Sébastien Lecornu annonce des mesures après le rapport sur l’affaire Lyhanna

Ce lundi 22 juin, le Premier ministre, Sébastien Lecornu, a pris la parole suite à la remise de l’enquête administrative relative aux dysfonctionnements dans le suivi judiciaire du suspect de l’affaire Lyhanna, tragiquement décédée dans le Gers. Lors de cette allocution, il a souligné les manquements ayant eu des conséquences dramatiques et a confirmé l’adoption de trois premières mesures.

EN BREF

  • Lecornu annonce des mesures suite à l’affaire de la collégienne Lyhanna.
  • Des actes d’enquête obligatoires dans le cadre des plaintes pour viol sur mineur.
  • Des sanctions possibles pour le suspect Jérôme Barella, déjà visé par d’autres plaintes.

Parmi les mesures phares, le Premier ministre a déclaré vouloir rendre obligatoires les actes d’enquête dans les trois mois suivant une plainte pour viol sur mineur. Cette décision intervient alors que 70 000 plaintes sont actuellement réexaminées. Il a également insisté sur la nécessité de garantir aux parents une information claire concernant l’identité des adultes responsables des enfants lors des activités périscolaires.

Enfin, Sébastien Lecornu a plaidé pour que les violeurs en série de mineurs puissent être condamnés à la réclusion criminelle à perpétuité. Ces propositions, déjà esquissées par le gouvernement après la découverte du corps de Lyhanna, seront intégrées au projet de loi sur la protection de l’enfance, qui sera prochainement débattu au Parlement.

Le rapport, qui a été rédigé par l’inspection générale de la gendarmerie nationale (IGGN) et celle de la justice (IGJ), a mis en lumière une série de dysfonctionnements dans le traitement de la plainte déposée par la mère d’une autre victime, Rosa, âgée de 10 ans. Cette plainte, qui accuse Jérôme Barella de viol, n’a pas été traitée avec l’urgence requise, exacerbant les enjeux autour de cette affaire.

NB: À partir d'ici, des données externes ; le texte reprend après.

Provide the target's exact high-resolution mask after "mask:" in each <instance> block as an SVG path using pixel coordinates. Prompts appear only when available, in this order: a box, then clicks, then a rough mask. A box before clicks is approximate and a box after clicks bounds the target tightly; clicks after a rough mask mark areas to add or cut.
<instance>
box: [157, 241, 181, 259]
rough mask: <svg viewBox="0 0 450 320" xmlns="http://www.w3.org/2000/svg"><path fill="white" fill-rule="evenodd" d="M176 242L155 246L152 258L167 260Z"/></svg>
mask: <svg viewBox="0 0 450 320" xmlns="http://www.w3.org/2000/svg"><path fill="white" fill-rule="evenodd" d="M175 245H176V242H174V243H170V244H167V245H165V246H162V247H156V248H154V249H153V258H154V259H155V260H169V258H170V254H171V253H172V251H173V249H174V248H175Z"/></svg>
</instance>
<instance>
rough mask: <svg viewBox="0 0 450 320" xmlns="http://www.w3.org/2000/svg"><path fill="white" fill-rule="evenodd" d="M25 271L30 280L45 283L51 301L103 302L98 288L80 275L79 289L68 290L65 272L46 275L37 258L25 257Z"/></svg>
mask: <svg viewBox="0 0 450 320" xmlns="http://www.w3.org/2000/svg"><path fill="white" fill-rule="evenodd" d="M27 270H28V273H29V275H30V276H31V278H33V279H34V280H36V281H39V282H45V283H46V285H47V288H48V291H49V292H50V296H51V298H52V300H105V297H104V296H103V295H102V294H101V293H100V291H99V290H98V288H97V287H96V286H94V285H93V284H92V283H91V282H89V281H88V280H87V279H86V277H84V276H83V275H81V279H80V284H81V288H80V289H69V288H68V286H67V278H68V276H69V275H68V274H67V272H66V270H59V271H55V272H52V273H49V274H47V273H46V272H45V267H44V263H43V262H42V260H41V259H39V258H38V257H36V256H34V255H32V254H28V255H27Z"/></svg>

Stéphane Noël, chef de l’IGJ, a détaillé que la plainte de Rosa n’avait pas été considérée comme une procédure prioritaire, entraînant un retard significatif dans son traitement. Ce manque de réactivité a permis à Jérôme Barella, déjà sous le coup de plusieurs accusations pour agressions sexuelles, de rester en liberté.

Le rapport souligne que le caractère sensible de la procédure n’a pas été relayé, ce qui a contribué à des erreurs de suivi tant du côté du parquet que de la gendarmerie. Cette situation a suscité une réaction vive au sein de la société, et le gouvernement se retrouve sous pression pour apporter des solutions concrètes et rapides.

Face à l’indignation provoquée par le viol et la mort de la jeune Lyhanna, le rapport a été publié après anonymisation et sera complété par de nouvelles investigations. Celles-ci viseront également d’autres plaintes adressées contre Jérôme Barella, ce qui pourrait entraîner des sanctions supplémentaires.

Dans ce contexte, la puissance publique s’engage à ne pas se défausser de ses responsabilités et à mettre en œuvre les réformes nécessaires pour éviter que de tels drames ne se reproduisent à l’avenir.